Jane Shoemake, client portfolio manager, global equity income at Janus Henderson, said: “Just as the impact of the pandemic on company dividends has been consistent with a conventional but severe recession, so the recovery is also consistent with the rapid economic bounce-back now occurring in those parts of the world where vaccination programmes are enabling economies to reopen.

"Households have record savings and there is pent-up demand to spend which should be good for company profits."

Janus Henderson has upgraded its dividend forecast for 2021 by 2.2 per cent to $1.39tn (£1tn). This translates into headline growth of 10.7 per cent and will take the total paid to within 3 per cent of the pre-pandemic dividend level.
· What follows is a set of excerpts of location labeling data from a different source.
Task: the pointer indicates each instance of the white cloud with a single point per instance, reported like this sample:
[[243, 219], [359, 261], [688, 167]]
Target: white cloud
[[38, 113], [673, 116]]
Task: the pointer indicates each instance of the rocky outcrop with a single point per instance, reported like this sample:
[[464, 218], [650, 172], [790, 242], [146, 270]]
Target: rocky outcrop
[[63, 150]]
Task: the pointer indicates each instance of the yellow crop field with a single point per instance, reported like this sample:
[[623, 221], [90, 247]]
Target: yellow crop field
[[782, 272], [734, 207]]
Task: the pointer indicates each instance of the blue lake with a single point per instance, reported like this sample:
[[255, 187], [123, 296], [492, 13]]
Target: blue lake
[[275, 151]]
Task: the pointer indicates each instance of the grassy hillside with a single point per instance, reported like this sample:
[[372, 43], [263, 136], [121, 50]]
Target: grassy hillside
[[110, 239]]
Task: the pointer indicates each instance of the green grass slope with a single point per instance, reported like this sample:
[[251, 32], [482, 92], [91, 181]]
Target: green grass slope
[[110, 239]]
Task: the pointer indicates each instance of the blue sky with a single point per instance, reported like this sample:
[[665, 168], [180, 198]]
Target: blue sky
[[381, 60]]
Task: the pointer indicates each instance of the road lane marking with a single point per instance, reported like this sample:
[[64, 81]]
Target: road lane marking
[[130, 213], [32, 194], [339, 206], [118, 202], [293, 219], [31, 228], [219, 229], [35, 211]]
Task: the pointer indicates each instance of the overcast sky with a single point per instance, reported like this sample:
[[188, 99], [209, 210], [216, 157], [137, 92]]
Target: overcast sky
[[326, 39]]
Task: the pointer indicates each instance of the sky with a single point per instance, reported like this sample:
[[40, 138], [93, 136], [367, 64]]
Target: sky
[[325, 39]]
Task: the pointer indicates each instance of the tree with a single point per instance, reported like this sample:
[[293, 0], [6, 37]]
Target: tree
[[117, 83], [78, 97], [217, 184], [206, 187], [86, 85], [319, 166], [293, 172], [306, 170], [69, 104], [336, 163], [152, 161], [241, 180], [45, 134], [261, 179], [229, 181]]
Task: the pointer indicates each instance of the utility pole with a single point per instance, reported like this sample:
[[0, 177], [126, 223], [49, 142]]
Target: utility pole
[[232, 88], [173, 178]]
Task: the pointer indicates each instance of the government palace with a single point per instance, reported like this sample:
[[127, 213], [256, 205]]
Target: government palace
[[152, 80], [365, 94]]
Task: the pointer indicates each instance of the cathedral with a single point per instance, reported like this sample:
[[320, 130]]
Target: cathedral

Shoemake added: “The corporate world is awash with liquidity and the financial system is robust. The banks generally hold surplus capital, and policymakers continue to provide fiscal and monetary support for economies, so this recovery will not be hampered by a weak banking system as it was after the global financial crisis a decade ago.

"What’s more, regulatory limits on bank dividends are now being lifted and this will make a significant contribution to the dividend recovery in the months ahead given they accounted for half the global decline in 2020.

“Across the world, the restart of cancelled dividends has driven the recovery so far, but we are also seeing stronger dividend growth than we expected. Despite the severity of the recession last year, global dividends in aggregate will likely regain their pre-pandemic levels within the next twelve months.”

Bucking the trend

In June, Adrian Gosden, investment director at Global Asset Management, said dividends will not return to pre-pandemic levels until 2025, but financial services firms may buck the trend

“We will not get to the 2019 dividends in the next four years,” he said at the firm’s UK equity income webinar on June 15.

“There were some companies in the United Kingdom that were over-distributing, so they were paying probably too much in dividends [before the pandemic].”

He added although the cyclical sectors, such as logistics and construction, were already starting to rebound, financial services firms would recover fastest.

“Financials will cause the biggest delta, because they were asked by the regulator to [make] provisions for the pandemic.”

He explained that the actual hit of the pandemic was much less traumatic on the financial services industry than expected, and the regulator is now allowing the firms to distribute the provisions via dividends.

“That will be the biggest one into the pockets of investors.”